Радость твоей душе, если ты обретешь таких благодатных друзей и сильных хранителей Ангелов, которые определены Богом, чтобы хранить твою душу, доколе не представят ее как чистую и непорочную невесту Жениху Иисусу. Потому что насколько ты, возлюбленный, отверг от себя всякое плотское похотение и суетную заботу и весь предался занятию молитвой и поминанием Самого Бога, настолько и Бог помнит тебя всегда и считает тебя Своим другом, записав твое имя в неизгладимой Книге Своей божественной памяти.
Потому радуйся, возлюбленный, и веселись, как говорит Господь: Радуйтесь тому, что имена ваши написаны на небесах[159]. И поскольку имя твое записано в Книге жизни пером, которым ты сам при помощи всегдашней сердечной молитвы написал в книге своего сердца Его божественное имя, то Бог впредь будет заботиться о тебе, опекая и сохраняя твою душу Своей благодатью как зеницу ока от всякого греха, от всякой вещи, во тьме преходящия, от сряща и беса полуденнаго[160]. Потому что и ты хранишь неизгладимыми в глубине себя Его любовь и память о Нем. Об этом некто из отцов рассказал следующее.

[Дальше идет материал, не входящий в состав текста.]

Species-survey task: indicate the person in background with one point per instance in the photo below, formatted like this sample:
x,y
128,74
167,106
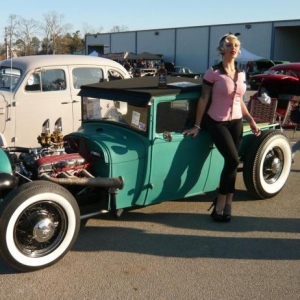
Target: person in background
x,y
224,84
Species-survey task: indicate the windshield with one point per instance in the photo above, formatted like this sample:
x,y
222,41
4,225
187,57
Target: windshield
x,y
9,78
288,72
119,112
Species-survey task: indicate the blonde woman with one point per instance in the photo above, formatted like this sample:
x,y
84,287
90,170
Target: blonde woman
x,y
226,84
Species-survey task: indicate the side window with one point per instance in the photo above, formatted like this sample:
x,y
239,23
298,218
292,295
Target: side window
x,y
82,76
114,75
53,80
33,83
172,116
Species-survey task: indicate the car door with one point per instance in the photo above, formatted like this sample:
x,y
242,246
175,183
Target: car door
x,y
180,166
39,98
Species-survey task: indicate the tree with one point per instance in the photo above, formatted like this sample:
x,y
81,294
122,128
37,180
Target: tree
x,y
77,43
53,30
24,33
10,34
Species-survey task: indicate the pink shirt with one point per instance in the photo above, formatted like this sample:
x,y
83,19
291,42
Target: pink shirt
x,y
226,94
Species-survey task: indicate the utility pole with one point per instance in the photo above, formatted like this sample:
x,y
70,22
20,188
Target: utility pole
x,y
6,43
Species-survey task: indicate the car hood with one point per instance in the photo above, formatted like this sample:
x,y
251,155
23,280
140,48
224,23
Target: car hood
x,y
117,144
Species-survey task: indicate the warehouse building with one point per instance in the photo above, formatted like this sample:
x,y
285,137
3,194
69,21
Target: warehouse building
x,y
195,47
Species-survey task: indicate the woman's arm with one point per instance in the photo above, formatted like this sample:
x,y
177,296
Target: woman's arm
x,y
201,106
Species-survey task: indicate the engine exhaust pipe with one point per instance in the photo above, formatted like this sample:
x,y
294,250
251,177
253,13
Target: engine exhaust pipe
x,y
114,182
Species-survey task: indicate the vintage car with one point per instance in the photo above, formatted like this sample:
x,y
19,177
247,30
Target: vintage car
x,y
142,72
282,84
129,152
261,67
34,88
180,71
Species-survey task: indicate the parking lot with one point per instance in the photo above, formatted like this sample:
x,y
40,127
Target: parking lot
x,y
174,251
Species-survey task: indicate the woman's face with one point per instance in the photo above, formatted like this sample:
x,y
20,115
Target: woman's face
x,y
232,48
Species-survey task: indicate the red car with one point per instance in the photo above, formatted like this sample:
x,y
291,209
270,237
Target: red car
x,y
281,82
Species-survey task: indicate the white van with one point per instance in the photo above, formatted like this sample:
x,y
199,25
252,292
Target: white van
x,y
36,88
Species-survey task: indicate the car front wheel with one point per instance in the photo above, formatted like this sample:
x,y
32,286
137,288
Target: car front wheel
x,y
267,164
39,223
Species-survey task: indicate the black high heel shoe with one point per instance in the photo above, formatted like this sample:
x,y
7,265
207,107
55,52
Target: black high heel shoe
x,y
214,215
227,213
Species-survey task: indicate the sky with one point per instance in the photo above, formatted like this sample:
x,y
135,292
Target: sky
x,y
153,14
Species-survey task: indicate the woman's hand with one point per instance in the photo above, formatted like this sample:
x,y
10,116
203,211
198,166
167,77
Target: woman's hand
x,y
192,131
255,129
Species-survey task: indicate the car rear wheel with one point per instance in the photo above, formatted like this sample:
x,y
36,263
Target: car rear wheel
x,y
267,164
39,223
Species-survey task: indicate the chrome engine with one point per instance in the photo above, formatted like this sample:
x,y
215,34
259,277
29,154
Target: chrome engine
x,y
52,162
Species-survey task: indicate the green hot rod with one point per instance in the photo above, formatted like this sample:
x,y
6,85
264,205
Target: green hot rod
x,y
129,152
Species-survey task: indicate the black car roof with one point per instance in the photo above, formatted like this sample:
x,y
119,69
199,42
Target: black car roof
x,y
140,90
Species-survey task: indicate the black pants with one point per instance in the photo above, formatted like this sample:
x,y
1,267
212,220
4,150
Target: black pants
x,y
227,137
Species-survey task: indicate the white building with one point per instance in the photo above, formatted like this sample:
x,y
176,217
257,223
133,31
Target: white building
x,y
195,47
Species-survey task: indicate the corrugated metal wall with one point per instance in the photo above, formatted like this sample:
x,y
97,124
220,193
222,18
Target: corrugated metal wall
x,y
195,47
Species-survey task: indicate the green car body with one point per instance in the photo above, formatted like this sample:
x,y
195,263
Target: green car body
x,y
129,152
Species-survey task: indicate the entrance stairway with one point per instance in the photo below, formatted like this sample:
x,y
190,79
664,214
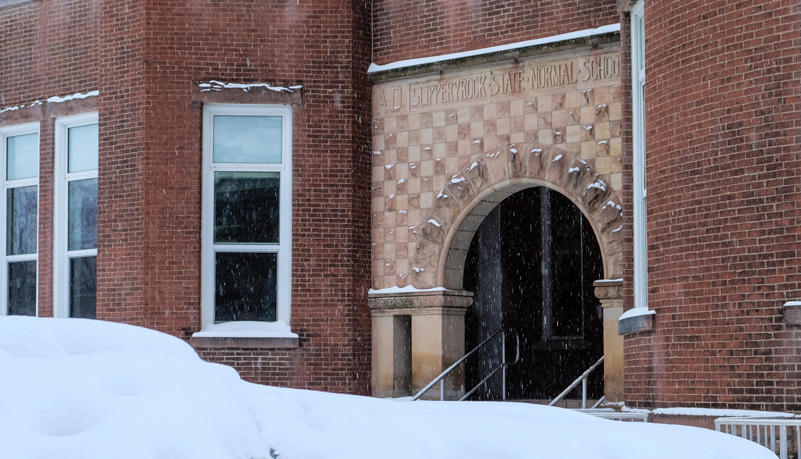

Некий брат, придя в исступление, увидел величайшую церковь, посередине которой стоял великолепный и славный царь, облаченный во все архиерейское облачение такой красоты и блистания, что связывается любой язык, желающий поведать о благообразии того славного архиерея. Вокруг него стояли молниеобразные существа. Одни из них были похожи на диаконов, потому что держали в руках своих чудные кадила, которыми кадили этого блаженного и небесного архиерея, другие же на священников, которые стояли вокруг него с величайшим благоговением.
Все они представляли собой чудное видение, потому что не только их образ был световиден и почтенен, но и облачения, в которые они были одеты, у некоторых из них были белы как снег и чисты как свет. Облачения были настолько тонкими, что если здесь на земле нашлись бы такие и были бы оставлены в воздухе не обремененными никакой земной тяжестью, то тотчас ветер поднял бы их в небесный эфир и они по причине своей крайней легкости и чрезвычайной тонкости уже никогда бы не опустились вниз на землю. Облачения, в которые были одеты другие, были иного вида, о котором не только земной язык поведать не в силах, но и ум сам по себе не может того постигнуть, потому что нет в мире вещи, подобной виду этих облачений.
Другие же были облачены в ризы молниевидные, которые сверкали подобно молнии. И одни из них находились по правую сторону от архиерея, а другие по левую. Все стояли с великим благоговением и скромностью. А этот блаженный архиерей был столь славен, настолько выделялся среди других и превосходил их своей славой, светлостью и красотой, как превосходит солнце другие светила. Стоя же прямо и зря на восток, сей чудный и непостижимый архиерей громко и чисто, немного кратко, пел некую мелодию, очень сладкую и неизреченную. Монах же тот, видя эти непостижимые вещи, изумлялся и, слушая сладчайшую гармонию и чрезвычайно приятную мелодию, удивлялся.